Squire Trelowney et le docteur Livesey nous avaient charitablement prévenus : nous ne saurions jamais rien de la situation de
l'île au Trésor. Et pourquoi cela ? Parce qu'une partie du trésor y était resté caché. Condamnés à ronger notre frein dans l'ignorance, c'est avec soulagement que nous avons découvert avec
Alex Capus qu'il était peut-être possible de découvrir le secret de Jim et de ses compagnons.
Voyage sous les étoiles n'est ni un roman historique, ni une biographie savante de
Stevenson, ni un simple récit de voyage. Mais il faut bien avouer que cela tient un peu de tout cela. Au fil des pages on suit une enquête sur cette île Coco où se réfugia l'auteur du roman et qui aurait peut-être caché un trésor.
Pour ma part, ne connaissant rien à la biographie de
Stevenson, j'ai beaucoup appris. J'ai été touché par son histoire « d'amour » avec Fanny, cette femme plus âgée que lui de dix ans et mère de trois enfants, qui est restée liée à lui par des sentiments probablement plus maternels que véritablement inspirés par une passion amoureuse.
Contrairement à ce que j'imaginais,
Stevenson n'a pas écrit son roman dans une île du Pacifique mais en Europe, d'abord en Ecosse dans la maison de ses parents. le livre, écrit pour des adolescents, l'a été avec le concours du jeune fils de Fanny, Loyd, auquel Louis lisait régulièrement les chapitres qu'il écrivait. « Tout cela était conçu comme un simple divertissement pour un garçon que le mauvais temps condamnait à rester cloitré à la maison sans rien faire. » Il a bénéficié également de l'aide de son père, Thomas, qui lui aurait même soufflé la fameuse scène où Jim se cache dans un baril de pommes pour surprendre les projets des pirates. Ecriture au galop : au moins pour les quinze premiers chapitres qui auraient été rédigés en quinze jours.

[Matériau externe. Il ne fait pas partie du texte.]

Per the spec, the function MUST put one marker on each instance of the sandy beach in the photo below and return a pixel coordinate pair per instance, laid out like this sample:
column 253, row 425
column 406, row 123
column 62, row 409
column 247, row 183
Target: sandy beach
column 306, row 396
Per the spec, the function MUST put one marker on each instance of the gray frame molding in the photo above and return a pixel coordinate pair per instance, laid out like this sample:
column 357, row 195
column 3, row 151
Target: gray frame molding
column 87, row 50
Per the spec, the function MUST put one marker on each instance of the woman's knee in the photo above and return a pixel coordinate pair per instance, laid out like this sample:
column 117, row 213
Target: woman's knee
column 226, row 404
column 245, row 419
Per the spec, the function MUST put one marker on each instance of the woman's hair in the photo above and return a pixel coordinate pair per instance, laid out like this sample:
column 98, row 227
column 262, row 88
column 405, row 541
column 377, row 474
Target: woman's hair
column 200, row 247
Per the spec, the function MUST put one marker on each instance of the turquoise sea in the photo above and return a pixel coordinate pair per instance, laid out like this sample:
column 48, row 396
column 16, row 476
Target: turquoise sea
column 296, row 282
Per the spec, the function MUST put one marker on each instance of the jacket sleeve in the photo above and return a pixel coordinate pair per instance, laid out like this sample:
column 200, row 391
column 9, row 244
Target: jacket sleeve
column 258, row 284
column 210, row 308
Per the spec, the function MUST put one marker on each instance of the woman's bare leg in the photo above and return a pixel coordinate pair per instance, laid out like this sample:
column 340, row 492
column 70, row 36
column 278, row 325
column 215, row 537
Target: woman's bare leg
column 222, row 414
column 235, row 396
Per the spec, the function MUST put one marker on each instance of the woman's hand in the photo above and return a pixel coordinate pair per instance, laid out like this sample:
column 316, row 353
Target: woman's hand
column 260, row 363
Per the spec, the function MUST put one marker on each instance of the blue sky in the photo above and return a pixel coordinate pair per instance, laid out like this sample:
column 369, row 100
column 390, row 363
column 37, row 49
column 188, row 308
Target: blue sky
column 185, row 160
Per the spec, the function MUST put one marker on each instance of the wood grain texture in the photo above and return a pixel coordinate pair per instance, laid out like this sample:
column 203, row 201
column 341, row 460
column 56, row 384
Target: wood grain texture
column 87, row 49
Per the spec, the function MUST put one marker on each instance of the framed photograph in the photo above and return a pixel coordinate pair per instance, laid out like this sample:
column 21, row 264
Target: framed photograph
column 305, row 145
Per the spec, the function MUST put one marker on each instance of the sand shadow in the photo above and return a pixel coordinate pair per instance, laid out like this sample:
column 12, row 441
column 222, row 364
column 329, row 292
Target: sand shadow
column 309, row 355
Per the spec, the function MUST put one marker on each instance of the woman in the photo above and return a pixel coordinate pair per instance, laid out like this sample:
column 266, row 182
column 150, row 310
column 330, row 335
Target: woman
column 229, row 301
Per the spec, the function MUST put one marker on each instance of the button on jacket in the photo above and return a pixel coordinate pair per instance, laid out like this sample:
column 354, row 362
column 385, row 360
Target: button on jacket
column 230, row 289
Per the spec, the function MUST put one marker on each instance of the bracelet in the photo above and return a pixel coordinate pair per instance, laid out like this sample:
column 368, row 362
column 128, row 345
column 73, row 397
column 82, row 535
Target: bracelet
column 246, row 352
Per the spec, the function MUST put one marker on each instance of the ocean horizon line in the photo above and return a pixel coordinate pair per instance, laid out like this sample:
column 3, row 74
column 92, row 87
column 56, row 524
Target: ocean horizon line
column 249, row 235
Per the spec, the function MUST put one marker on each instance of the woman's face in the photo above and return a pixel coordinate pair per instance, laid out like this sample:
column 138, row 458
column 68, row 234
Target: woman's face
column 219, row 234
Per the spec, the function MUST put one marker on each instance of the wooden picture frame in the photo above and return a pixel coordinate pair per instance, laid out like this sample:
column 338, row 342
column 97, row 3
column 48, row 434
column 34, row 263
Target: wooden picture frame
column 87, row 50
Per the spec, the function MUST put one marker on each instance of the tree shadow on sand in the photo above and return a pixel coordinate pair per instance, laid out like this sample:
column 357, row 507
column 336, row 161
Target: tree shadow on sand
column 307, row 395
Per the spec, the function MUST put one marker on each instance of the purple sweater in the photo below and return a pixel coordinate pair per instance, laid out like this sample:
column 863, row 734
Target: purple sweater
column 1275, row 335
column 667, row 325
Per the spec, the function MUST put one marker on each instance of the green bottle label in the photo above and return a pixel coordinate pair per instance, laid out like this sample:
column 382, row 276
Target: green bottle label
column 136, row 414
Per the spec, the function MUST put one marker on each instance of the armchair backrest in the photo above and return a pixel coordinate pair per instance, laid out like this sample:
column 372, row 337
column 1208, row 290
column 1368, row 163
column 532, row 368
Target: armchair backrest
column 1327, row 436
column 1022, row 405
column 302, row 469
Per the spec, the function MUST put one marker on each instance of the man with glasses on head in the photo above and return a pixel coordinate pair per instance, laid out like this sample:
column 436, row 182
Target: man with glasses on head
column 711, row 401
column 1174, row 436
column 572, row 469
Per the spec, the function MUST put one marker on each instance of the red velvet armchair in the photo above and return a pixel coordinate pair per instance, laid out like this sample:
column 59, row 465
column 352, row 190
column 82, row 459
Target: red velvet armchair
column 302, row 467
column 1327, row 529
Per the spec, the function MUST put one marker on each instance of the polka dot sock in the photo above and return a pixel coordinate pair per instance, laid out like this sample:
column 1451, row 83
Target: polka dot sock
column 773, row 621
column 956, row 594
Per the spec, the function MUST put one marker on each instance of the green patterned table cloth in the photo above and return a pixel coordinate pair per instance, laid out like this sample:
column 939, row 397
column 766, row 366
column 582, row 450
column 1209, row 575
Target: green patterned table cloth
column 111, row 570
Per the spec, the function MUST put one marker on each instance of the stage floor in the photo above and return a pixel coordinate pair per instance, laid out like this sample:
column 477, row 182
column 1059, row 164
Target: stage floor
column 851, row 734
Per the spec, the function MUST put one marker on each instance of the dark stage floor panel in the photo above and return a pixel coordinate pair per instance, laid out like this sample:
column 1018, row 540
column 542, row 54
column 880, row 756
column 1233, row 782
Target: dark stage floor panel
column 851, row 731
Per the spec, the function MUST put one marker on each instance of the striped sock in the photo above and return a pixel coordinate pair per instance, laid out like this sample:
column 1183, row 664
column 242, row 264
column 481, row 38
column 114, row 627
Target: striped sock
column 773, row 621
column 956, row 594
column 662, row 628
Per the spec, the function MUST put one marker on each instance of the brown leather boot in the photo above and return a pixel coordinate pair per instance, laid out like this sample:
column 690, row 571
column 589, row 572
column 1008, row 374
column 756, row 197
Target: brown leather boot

Et puis au seizième, « il perdit honteusement le fil … ne trouvant plus un seul mot de
l'Ile au Trésor. » Il retrouvera l'inspiration au cours d'un séjour à Davos durant l'hiver 1881, achevant le reste du livre tout aussi rapidement qu'il l'avait commencé.
Stevenson hanté par les images qu'il avait créées optera pour les grands espaces et l'air chaud et humide du Pacifique pour soigner (on croit rêver) la tuberculose qui l'emportera quelques années plus tard. L'ile Coco, dans les Samoa, où il réside à partir de 1888, c'est le bout du bout du monde. Perdue dans l'immensité du Pacifique,
Alex Capus nous la présente dans son contexte historique, au moment où l'Allemagne de Guillaume II et les Etats-Unis, puissance émergente, se disputaient ces territoires lointains.
Stevenson y vivra sept années, entouré non seulement de Fanny mais d'un véritable clan comprenant Belle, la fille de Fanny de son premier mariage, avec son fils Austin et son mari ; la mère de Louis, Margaret, et son cousin Graham Balfour. Fanny survivra à Louis près de vingt ans, vivant une étrange relation avec un jeune homme de quarante ans plus jeune qu'elle.
Avec AlexCapus, on se laisse entraîner dans des « racontars que personne n'a voulu confirmer » et qu'il a recueillis au cours de trois voyages successifs
dans les mers du Sud. Racontars ? Oui, mais caractérisés comme tels et complétés par de solides références biographiques. Au total, c'est une biographie qui fait sa part au rêve, qui le prolonge en partie ; mais biographie sérieuse appuyée par une bibliographie conséquente.
Alex Capus n'est pas assez lu. Il mériterait de l'être plus.